After “not” painting the living room and rushing through the $100 dollar guestroom/ office update, let’s just say that the get-er-done approach was trending in our new little home, and I honestly considered hanging both of these shelves from the 90s era, “as is”.
Matter of fact, we did hang one of them in 90s style for a brief period of time. It actually was helping keep the coats and sweaters under control. Then I found a second 90s shelf discard at the thrift store, which brought the total cost for both of these wooden lovelies to just under $10.
The decision to paint them both a bright white for use in the entry way/ basement stairway had become the plan.

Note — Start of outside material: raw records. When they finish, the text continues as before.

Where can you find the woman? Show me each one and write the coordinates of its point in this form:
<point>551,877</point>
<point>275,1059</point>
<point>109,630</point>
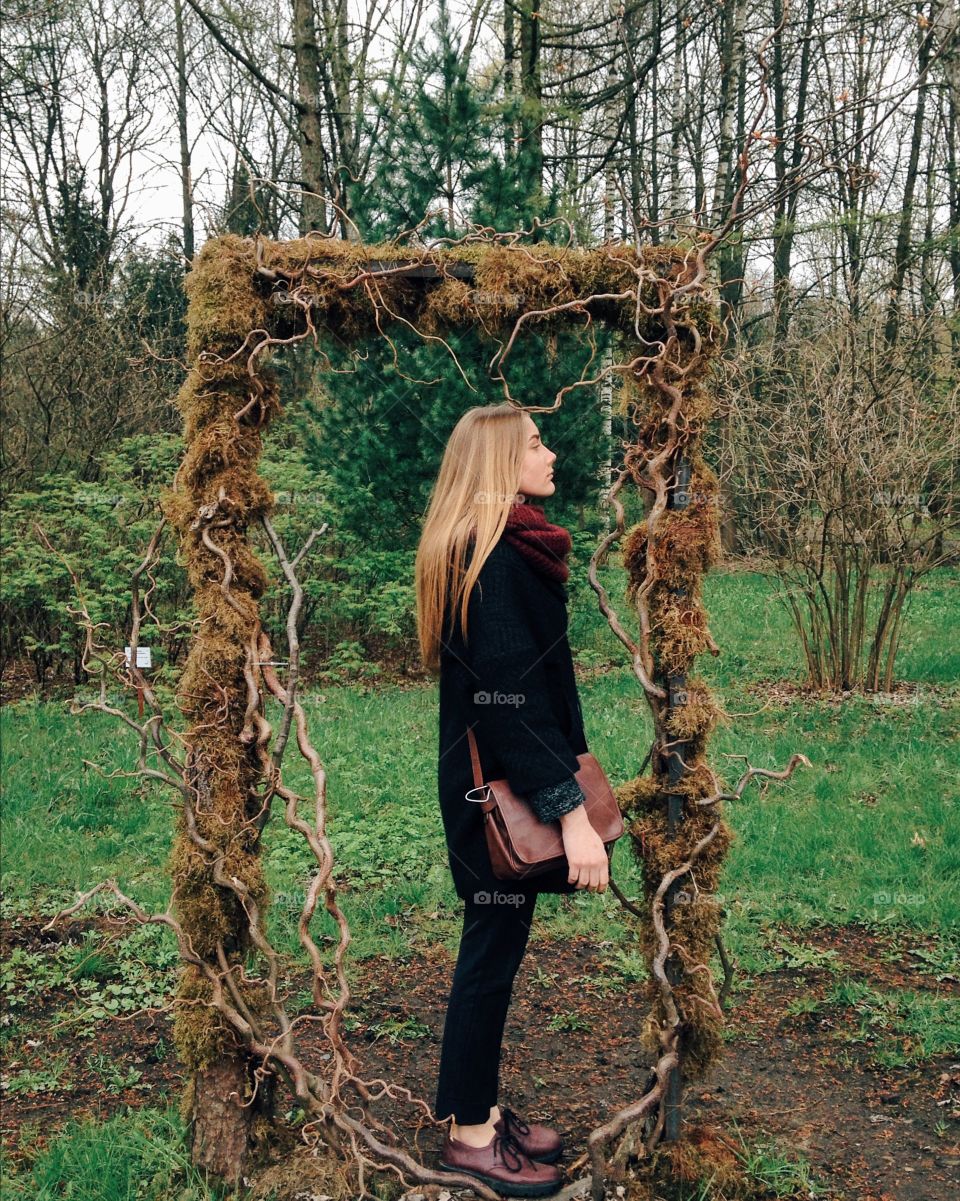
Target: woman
<point>492,620</point>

Somehow, I also got it stuck in my head, that I should carry the bicycle theme over into the new look. And I could not let that go. Does that ever happen to you? Even if it means you have to try 3 or 4 ways to get it right?
Painted coat rack shelves with vintage bicycle
To paint the coat rack shelves:
My friend, Sharleen, from The Glory Collection Painted Furniture, always shares creative and unique paint techniques on her Facebook page. If you like that kind of thing, check out her page and follow along. She’s inspires me ALL the time.
Sharleen turned me on to this chippy paint technique with a soap from Brassy Apple.
I used Americana Decor Chalky paint in the color Everlasting with the soap technique and, hey, it works!
To transfer the bicycle image:
I tried several ways to transfer this image, and I didn’t like the way any of them looked, so this is how I ended up doing this part:
I used this free coloring page bicycle print.
I tea stained several pages of white printer paper; let the paper dry; and then ran them through the my ink jet printer to make several copies of the bicycle print. I only needed one, but made several because one never knows how something is going to turn out, right?
When the paint was dry on the white painted coat rack shelves and the ink was dry on the tea stained paper, I applied Mod Podge to the back-only of the paper with bike image.
I laid the paper in place and let it dry slightly. I washed the decoupage off my hands, and then tamped down the paper with clean hands until all parts of the paper with bicycle image were decoupaged in place. When I was done, the paper had a pressed-down wrinkle effect.
Note: I DID NOT go over the front of the paper with the Mod Podge because I didn’t want the ink to bleed. From experience I’ve learned this can happen with an ink jet print.
Once the Mod Podge was dry, I used a thin craft paint brush and craft paint in the color: Pavement, to outline the paper.
I have bigger plans for using the storage space along the stairway walls to the basement.
For now, this is one more step in creating a functioning area that keeps the clutter down, so that we can move on to the bigger projects.